Michael Purves, CEO of Tallbacken Capital Advisors, believes investors are too focused on the days before and immediately after the election, when contentious elections could roil markets in the weeks after November 5.

“It’s not so much about the outcome, but about the potential risk the morning after that the election will not be considered valid by a large part of the population,” he said. “That to me is a real risk … a lawsuit that will probably sell off the stock market.”

There are few recent precedents for contested elections.

Markets were largely unaffected by Trump’s attempt to overturn the outcome of the 2020 election. US stocks rose in the remaining trading days of the week after Election Day, even though Biden was not officially declared the winner until that weekend.
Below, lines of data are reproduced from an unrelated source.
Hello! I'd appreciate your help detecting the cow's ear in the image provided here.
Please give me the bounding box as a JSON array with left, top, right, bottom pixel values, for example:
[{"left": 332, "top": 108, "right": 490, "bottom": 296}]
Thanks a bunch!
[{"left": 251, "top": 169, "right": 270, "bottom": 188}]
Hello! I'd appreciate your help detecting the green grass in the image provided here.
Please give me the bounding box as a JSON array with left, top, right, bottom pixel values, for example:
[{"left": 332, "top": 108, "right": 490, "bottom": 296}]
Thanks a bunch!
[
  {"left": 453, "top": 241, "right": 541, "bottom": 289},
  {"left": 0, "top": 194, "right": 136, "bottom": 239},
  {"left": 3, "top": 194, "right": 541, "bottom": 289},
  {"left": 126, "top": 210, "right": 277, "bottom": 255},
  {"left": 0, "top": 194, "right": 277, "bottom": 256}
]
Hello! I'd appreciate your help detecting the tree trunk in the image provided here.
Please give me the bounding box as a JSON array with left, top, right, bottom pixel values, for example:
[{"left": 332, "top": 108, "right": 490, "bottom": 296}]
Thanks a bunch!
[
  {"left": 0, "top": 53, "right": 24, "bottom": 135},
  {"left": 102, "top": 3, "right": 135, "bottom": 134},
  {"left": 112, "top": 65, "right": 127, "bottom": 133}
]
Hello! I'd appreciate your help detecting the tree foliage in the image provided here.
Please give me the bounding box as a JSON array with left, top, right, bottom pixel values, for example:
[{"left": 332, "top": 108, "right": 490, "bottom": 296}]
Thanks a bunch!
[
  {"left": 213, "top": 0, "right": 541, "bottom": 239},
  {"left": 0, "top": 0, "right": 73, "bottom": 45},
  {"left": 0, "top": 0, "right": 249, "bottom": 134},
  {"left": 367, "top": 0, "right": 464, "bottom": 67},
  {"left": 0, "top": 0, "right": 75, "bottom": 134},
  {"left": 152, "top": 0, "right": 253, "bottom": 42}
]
But investors may be less optimistic this time around, especially if a challenge to a close result by either party gains traction among fellow lawmakers and election officials in swing states.

Trump and his allies have signaled for months that they would contest defeat, repeatedly claiming they fear large numbers of noncitizens will vote, even though independent and state assessments show the practice is extremely rare.

Stocks fell sharply in late 2000, when the race between George W. Bush and Al Gore remained undecided for over a month after a challenge from Gore’s campaign based on disputed results in Florida, the clearest example of a contested election in recent American history. .

From Election Day 2000 until Gore conceded in mid-December, the S&P 500 fell 5%, as sentiment was also weighed down by unease about technology stocks and the broader economy. The index fell by 7.6% in 2000 over the entire November/December period.

Such volatility could cloud the outlook for what has typically been a strong time for stocks in election years. The S&P 500 has risen an average of 3.3% in the final two months of presidential elections since 1952, according to Keith Lerner, co-chief investment officer at Truist Advisory Services.

Purves, of Tallbacken Capital, advises investors to hedge potential election-related volatility through put contracts, which rise in value when stocks fall.

Kurt Reiman, head of Fixed Income Americas and co-leader of the ElectionWatch at UBS Wealth Management, remains broadly positive on equities, but he said investors should consider popular havens such as utility stocks and gold to buffer portfolios against a tight or contested mood.

Stephanie Aliaga, global market strategist at JPMorgan Asset Management, said the volatility caused by a potentially contentious election is likely to ease once uncertainty subsides.

“Elections create uncertainty, but election results ultimately diminish and reduce that uncertainty,” she said. “Ultimately you get a boost or rally that almost seems after the elections, because the uncertainty has been removed.”